For many of us, the battle may be to dig up the pieces of our hearts that we buried in the interest of self-preservation. We are the ones who sacrificed the years of our youth on battlefields.
We are a growing generation who hold reunions around the memorials of dear friends.
Passing through doors is a simple task that is easily taken for granted. For many of us, doors represented moments of life-changing uncertainty. Sometimes it is the doorway of an airplane in flight, bearing entrance to a waiting night sky. Sometimes it is the door of a helicopter that just landed at the beginning of a raid, or a door that your teammate kicked in. When we pass through the door to the second halves of our lives, it can be just as scary and isolating as the moment that the helicopter takes off, leaving us in the suddenly quiet night on the outskirts of a village teeming with enemy forces.

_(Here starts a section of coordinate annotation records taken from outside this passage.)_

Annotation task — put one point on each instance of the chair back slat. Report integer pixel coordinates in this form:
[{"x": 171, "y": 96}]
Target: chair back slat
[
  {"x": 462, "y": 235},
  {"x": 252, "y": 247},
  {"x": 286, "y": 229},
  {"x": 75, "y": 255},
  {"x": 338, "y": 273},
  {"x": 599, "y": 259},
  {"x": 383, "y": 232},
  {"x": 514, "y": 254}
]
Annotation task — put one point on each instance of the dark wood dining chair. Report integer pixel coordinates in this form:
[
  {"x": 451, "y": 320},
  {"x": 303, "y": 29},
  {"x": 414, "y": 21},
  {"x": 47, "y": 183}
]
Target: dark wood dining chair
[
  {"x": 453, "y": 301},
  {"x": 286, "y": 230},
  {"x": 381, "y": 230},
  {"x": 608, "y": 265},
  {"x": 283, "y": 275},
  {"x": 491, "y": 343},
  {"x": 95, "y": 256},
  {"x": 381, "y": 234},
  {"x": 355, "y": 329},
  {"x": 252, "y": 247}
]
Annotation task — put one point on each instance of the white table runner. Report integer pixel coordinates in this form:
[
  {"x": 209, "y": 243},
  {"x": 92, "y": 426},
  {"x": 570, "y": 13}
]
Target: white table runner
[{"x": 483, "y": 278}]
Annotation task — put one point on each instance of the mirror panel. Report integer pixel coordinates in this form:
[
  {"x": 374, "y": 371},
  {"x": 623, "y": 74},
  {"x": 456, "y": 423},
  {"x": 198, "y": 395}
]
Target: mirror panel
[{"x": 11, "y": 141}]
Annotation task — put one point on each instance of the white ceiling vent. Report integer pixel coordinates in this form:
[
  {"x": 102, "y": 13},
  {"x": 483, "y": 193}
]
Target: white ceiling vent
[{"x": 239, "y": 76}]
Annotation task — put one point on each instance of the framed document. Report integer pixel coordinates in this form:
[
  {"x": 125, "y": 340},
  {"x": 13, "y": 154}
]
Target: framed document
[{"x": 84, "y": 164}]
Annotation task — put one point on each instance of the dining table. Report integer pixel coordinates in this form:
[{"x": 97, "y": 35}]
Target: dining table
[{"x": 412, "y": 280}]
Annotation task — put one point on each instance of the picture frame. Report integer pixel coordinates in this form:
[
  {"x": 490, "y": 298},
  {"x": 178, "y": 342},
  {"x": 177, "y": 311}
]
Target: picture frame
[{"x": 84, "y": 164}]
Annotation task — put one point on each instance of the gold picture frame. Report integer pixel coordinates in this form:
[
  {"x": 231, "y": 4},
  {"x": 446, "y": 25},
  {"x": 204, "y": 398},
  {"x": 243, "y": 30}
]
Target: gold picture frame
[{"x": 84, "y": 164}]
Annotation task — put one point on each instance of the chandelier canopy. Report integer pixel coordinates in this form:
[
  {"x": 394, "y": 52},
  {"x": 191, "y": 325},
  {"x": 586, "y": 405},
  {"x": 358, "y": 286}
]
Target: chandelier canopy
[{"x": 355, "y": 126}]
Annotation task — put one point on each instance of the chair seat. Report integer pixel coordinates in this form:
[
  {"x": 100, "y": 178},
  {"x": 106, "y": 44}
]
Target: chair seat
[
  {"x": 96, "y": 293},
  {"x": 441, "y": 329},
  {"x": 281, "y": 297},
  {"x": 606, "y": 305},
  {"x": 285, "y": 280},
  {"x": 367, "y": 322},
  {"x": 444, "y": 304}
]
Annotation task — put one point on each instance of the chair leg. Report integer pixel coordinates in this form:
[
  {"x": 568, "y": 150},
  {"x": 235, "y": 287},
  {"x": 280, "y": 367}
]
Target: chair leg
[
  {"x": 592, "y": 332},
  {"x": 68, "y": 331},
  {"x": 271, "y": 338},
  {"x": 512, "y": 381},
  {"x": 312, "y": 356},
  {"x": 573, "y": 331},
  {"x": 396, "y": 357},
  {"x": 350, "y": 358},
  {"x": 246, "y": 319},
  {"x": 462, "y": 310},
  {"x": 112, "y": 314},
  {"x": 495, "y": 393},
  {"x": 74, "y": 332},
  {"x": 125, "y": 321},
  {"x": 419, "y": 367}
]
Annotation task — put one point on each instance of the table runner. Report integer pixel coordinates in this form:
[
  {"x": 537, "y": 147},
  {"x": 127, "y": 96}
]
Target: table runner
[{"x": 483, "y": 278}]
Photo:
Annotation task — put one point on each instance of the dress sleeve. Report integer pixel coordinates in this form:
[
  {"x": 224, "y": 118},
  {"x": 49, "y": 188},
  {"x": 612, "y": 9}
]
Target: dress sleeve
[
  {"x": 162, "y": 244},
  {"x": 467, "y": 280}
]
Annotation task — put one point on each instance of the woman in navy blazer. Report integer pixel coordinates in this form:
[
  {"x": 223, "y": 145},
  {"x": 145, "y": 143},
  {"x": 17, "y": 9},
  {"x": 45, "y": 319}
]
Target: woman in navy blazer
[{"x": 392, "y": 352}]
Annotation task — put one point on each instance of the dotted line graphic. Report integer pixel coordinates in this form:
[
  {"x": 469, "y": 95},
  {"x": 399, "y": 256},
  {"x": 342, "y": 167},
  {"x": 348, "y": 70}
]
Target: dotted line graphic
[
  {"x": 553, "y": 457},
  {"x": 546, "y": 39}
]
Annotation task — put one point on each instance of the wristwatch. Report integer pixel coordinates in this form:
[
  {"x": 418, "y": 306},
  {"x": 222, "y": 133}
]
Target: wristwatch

For better or for worse, we are changed. We cannot be the people we once were, and some of us may have lost the maps to the places where we dropped our hearts like excess baggage.
Some drown in rage just to feel anything; others drown in alcohol and drugs to make the feelings go away. Others may be reduced to masses of scrambled neurons screaming for identity and meaning. Women have to find a way to reconnect with their femininity, and all try or fail to reconnect with loved ones.
Many of us, however, face forward, dragging broken bodies and injured souls into the uncertain future that comes after the swords have been beaten into plowshares. Those who keep or rediscover their hearts are a gift to this nation. This gift is not just what we have done in the past, but what we have to offer the future.
We have the chance to be leaders who are well-informed by trial, failure and catastrophe. We have the responsibility to lift up and advocate for our brothers and sisters. Those times that we find ourselves surrounded by mundane problems, we have the luxury to crack a wry smile that comes from knowing that life is neither, easy, fair, nor predictable.”
– SFC Eric Strand, U.S. Army (Ret.)
Sergeant First Class Strand is now a Physician’s Assistant student at the University of North Carolina at Chapel Hill.